Evli bir kadın için en resmi kıyafet, düğün gibi etkinliklerde dar kollu kimonodur. Yalnız kadın, resmi durumlarda göze çarpan tek kollu bir kimono giyiyor. Aile arması sırtın üst kısmını ve kolları süslüyor. Dar kollar, onları giyen kadının artık evli olduğunu simgeliyor. Dar kollu bu kimono türü, 20. yüzyılın başlarında resmi hale geldi ve bu trendin Batı resmi giyiminden ilham aldığını gösteriyor.

8. Japon kültürü ve Batı çağdaş sanatı

Yelpazeli Kadın, Gustav Klimt, 1918. / Fotoğraf: reddit.com
Yelpazeli Kadın, Gustav Klimt, 1918. / Fotoğraf: reddit.com

Diğer birçok sanatçı arasında Gustav Klimt, Japon kültürüne hayran kaldı. Ayrıca kadın figürleri çizmeyi de severdi. Bu özelliklerin her ikisi de "Fanlı Kadın" adlı eserinde bulunur. Japon sanatının yıllar içinde Batı sanatını nasıl etkilediği Claude Monet, Edouard Manet ve Pierre Bonnard gibi diğer birçok İzlenimci ressamda görülebilir.

9. Savaş sonrası dönemden günümüze Japon kimonosu

Gravür, Utagawa Kunisada, 1847-1852 / Fotoğraf
Gravür, Utagawa Kunisada, 1847-1852 / Fotoğraf

İkinci Dünya Savaşı'ndan sonra, insanlar hayatlarını yeniden kurmaya çalışırken Japonlar kimono giymeyi bıraktı. Kodlanmış bir kostüme dönüşen kimonolar yerine Batı tarzı giysiler giyme eğilimindeydiler. İnsanlar, yaşamın farklı aşamalarını belirleyen olaylar için kimono giyerlerdi. Düğünlerde, tören için beyaz kimono giymek ve daha sonraki kutlamalar için bolca boyanmak hala oldukça popülerdi.

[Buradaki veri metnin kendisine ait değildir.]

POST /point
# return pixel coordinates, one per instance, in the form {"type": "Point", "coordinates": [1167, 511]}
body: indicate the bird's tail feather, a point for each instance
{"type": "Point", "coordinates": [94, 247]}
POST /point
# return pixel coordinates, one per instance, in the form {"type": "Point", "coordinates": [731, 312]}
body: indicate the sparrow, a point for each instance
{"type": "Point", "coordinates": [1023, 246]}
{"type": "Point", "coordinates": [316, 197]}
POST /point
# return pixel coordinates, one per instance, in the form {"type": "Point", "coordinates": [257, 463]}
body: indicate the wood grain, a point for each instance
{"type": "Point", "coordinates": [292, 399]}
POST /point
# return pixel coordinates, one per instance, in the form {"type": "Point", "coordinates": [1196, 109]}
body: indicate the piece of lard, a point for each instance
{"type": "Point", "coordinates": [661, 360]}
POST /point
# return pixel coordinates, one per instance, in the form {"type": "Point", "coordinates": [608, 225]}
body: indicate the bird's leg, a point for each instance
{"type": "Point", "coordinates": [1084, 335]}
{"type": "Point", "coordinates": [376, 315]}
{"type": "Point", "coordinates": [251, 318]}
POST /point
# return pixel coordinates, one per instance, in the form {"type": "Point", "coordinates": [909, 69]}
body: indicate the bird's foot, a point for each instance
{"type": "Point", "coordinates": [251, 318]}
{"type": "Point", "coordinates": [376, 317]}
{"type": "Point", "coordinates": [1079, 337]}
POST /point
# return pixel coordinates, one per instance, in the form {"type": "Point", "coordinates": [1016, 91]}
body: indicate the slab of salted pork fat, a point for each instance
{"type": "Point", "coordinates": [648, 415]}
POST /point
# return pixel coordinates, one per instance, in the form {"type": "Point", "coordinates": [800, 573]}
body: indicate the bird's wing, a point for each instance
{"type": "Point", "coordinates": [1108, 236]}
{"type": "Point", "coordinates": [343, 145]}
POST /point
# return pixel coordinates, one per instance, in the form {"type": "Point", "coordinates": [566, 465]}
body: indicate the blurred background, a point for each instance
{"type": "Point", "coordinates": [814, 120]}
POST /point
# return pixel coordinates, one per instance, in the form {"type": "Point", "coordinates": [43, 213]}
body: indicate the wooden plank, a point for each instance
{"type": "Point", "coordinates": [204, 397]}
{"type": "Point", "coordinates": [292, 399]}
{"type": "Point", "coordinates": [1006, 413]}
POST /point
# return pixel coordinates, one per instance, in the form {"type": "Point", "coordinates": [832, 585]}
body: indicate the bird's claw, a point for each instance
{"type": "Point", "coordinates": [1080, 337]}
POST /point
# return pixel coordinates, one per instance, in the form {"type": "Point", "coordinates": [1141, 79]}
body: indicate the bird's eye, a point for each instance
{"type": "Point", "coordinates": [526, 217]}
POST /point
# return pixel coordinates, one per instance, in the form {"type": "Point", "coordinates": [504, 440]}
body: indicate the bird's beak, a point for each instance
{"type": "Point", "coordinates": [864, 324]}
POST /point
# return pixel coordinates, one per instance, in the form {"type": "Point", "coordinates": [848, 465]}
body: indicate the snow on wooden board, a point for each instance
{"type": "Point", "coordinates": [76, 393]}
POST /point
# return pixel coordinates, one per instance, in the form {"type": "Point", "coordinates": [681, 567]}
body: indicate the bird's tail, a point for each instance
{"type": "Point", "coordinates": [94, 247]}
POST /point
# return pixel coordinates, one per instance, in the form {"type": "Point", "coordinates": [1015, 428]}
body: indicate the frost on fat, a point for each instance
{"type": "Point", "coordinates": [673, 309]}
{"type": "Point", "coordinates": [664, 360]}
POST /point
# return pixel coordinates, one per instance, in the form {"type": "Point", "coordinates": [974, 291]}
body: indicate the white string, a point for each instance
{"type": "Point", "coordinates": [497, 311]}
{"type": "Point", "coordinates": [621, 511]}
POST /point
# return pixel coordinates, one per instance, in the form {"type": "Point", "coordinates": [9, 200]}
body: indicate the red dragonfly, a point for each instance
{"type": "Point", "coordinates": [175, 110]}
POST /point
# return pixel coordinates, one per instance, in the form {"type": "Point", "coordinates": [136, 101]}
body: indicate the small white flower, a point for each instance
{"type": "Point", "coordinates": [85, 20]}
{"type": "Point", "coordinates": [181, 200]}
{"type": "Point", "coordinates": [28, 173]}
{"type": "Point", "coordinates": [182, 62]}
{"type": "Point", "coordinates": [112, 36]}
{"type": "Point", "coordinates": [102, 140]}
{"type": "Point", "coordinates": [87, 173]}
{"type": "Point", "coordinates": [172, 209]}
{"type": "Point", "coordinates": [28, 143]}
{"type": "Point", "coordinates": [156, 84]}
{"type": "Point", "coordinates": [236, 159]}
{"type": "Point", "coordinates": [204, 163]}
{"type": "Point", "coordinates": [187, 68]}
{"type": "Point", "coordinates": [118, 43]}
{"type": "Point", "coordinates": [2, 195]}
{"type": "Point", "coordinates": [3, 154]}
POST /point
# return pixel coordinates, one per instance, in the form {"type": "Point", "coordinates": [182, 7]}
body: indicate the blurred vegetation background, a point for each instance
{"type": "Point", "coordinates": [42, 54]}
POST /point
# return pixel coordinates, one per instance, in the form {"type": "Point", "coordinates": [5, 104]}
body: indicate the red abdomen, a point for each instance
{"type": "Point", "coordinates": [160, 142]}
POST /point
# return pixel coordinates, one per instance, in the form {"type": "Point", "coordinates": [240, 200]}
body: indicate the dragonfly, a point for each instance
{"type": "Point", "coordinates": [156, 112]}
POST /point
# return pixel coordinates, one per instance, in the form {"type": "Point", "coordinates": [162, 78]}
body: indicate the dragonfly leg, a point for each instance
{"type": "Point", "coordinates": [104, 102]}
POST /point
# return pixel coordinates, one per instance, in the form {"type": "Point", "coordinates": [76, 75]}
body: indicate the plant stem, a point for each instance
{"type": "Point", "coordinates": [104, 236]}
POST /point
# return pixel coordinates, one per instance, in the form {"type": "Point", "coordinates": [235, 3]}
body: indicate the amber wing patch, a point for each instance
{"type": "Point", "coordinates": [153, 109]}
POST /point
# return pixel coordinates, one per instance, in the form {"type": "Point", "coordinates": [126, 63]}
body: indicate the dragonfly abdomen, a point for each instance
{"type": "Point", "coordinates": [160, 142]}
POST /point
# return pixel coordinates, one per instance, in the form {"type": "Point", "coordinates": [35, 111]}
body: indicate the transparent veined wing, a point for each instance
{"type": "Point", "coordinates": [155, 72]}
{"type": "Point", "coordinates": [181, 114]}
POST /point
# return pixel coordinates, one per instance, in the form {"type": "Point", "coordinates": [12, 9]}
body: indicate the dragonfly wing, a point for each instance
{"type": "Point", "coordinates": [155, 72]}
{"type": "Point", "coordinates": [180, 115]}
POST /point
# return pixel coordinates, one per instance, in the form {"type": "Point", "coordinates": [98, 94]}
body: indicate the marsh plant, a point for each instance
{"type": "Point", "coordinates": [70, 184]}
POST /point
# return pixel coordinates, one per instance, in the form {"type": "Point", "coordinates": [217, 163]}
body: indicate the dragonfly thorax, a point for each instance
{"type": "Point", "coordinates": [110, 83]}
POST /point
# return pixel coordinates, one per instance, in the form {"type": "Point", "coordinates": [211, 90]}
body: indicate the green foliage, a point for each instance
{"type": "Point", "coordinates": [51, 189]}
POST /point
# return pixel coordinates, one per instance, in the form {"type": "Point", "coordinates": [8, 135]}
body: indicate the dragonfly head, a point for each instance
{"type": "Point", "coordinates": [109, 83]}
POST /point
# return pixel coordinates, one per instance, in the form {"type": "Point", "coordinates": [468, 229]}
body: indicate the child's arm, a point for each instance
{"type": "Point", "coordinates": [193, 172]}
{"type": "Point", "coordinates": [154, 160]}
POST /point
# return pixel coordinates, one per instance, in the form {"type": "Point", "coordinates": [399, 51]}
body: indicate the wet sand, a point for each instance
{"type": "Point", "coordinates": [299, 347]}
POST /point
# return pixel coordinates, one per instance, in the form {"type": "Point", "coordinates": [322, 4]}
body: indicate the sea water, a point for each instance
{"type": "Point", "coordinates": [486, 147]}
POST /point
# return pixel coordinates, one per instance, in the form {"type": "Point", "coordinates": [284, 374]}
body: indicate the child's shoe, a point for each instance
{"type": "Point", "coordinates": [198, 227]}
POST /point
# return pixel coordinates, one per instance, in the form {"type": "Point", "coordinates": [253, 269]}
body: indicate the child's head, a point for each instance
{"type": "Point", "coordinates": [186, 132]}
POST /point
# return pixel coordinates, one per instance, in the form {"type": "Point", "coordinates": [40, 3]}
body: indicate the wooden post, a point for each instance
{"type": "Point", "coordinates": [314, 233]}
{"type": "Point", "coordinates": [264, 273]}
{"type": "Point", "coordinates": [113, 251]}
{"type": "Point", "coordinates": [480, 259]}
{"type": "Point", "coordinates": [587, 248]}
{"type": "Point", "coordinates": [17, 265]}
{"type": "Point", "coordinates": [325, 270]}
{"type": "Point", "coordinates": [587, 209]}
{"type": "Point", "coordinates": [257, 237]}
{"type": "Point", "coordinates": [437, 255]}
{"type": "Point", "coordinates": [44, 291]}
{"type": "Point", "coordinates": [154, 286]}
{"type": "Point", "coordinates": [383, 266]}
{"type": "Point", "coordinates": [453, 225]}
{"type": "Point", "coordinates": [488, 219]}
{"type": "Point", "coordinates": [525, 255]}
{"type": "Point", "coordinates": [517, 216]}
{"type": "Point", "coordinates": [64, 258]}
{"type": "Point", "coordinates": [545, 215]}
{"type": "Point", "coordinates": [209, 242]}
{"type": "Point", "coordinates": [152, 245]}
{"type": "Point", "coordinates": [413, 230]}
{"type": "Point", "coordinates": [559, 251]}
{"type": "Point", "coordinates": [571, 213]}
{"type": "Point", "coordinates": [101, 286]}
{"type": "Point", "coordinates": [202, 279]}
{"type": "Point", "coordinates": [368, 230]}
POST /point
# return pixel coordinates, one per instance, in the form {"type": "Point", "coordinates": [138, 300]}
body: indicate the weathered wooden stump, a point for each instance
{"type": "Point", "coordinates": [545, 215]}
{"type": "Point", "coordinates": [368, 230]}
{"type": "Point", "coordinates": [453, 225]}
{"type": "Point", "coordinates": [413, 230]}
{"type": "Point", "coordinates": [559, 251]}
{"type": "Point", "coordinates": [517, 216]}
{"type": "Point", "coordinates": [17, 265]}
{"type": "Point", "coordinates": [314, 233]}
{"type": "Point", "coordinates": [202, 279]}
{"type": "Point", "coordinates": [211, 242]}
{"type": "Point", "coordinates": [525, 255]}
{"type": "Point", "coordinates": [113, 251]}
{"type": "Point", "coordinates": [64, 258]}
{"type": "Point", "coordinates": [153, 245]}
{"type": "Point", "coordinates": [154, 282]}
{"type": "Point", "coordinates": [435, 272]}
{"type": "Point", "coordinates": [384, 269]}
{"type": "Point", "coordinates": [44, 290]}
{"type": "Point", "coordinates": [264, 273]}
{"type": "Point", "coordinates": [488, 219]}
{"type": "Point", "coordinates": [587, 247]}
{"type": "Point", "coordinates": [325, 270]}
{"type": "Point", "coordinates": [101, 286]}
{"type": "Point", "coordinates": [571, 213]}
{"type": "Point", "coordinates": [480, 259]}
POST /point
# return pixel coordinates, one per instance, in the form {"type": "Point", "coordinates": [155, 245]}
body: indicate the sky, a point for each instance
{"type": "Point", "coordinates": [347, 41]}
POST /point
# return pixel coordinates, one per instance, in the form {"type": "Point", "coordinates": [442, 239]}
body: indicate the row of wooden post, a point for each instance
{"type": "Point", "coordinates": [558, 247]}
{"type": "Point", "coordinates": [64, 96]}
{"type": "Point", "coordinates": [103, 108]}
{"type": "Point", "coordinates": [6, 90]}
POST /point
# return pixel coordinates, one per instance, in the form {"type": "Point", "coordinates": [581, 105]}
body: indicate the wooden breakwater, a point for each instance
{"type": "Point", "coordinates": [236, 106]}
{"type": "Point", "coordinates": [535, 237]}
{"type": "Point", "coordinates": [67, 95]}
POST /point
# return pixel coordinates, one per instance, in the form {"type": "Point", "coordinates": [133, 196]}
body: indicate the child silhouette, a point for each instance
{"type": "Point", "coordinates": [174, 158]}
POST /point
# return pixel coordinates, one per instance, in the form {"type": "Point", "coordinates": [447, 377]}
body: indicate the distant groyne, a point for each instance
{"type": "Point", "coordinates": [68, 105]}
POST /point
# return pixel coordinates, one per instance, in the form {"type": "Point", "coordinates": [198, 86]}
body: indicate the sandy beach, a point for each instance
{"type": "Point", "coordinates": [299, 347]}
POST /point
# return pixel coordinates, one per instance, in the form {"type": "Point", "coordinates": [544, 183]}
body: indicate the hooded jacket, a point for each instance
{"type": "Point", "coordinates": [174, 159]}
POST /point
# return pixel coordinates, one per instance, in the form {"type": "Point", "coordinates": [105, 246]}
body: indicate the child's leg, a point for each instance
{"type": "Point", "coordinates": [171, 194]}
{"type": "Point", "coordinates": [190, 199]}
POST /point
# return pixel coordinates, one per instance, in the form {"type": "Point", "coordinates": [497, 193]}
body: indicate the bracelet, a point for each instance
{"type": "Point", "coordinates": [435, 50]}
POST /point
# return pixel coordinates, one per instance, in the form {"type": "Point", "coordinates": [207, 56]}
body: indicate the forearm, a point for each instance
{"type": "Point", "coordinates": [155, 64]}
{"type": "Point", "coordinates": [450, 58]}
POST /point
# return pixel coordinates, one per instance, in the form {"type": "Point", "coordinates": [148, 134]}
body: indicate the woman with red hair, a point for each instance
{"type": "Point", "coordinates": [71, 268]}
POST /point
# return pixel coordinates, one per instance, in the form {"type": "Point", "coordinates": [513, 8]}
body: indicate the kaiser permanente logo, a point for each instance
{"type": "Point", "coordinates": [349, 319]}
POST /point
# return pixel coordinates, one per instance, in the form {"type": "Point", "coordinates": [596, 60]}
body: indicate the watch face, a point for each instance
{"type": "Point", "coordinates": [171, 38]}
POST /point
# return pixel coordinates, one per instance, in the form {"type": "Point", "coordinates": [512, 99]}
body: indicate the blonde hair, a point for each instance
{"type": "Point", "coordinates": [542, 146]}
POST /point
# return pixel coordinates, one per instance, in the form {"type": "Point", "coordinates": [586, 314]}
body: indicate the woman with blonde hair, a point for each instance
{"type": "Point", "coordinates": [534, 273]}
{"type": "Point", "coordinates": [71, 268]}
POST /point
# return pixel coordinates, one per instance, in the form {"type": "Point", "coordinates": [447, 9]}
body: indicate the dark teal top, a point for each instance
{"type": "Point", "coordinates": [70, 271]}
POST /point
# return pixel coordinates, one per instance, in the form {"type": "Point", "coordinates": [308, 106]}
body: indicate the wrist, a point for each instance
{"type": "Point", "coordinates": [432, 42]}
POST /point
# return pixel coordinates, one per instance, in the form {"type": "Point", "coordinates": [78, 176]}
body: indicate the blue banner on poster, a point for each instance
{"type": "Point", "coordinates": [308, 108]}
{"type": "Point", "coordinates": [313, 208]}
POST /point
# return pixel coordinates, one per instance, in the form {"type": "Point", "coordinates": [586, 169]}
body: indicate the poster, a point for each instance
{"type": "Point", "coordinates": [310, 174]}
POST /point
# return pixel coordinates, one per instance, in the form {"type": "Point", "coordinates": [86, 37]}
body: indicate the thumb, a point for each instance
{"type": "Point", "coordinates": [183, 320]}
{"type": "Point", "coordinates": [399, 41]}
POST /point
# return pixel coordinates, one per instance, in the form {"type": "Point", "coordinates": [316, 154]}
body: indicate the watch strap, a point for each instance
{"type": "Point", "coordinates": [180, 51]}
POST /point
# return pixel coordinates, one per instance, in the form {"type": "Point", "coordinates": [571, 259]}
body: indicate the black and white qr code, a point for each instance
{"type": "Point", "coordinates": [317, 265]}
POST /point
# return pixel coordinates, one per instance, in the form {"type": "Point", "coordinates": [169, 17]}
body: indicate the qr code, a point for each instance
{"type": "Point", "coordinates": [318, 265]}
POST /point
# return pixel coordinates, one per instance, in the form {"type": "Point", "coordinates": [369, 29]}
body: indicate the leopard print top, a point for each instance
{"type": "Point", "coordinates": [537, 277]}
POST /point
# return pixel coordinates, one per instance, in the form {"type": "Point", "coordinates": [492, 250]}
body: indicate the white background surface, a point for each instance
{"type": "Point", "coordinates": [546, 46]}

Angela Lindwall, John Galliano kimono, İlkbahar / Yaz 2007 koleksiyonunda. / Fotoğraf: archidom.ru
Angela Lindwall, John Galliano kimono, İlkbahar / Yaz 2007 koleksiyonunda. / Fotoğraf: archidom.ru

İkinci Dünya Savaşı'nı takip eden Müttefik işgali sırasında, Japon kültürü giderek Amerikanlaştı. Bu, tarihsel yöntemlerin gerilemeye başlayacağından korkan Japon hükümetini endişelendirdi. 1950'lerde özel dokuma ve boyama teknikleri gibi kültürel değerlerini koruyan çeşitli kanunlar çıkardılar. Özellikle genç kadınların lüks takılarla giydiği kimonolar, müzelerde ve özel koleksiyonlarda korunmuştur.

Ve bir sonraki makalede, hakkında da okuyun samurayın ortadan kaybolmasının ana nedeni buydu.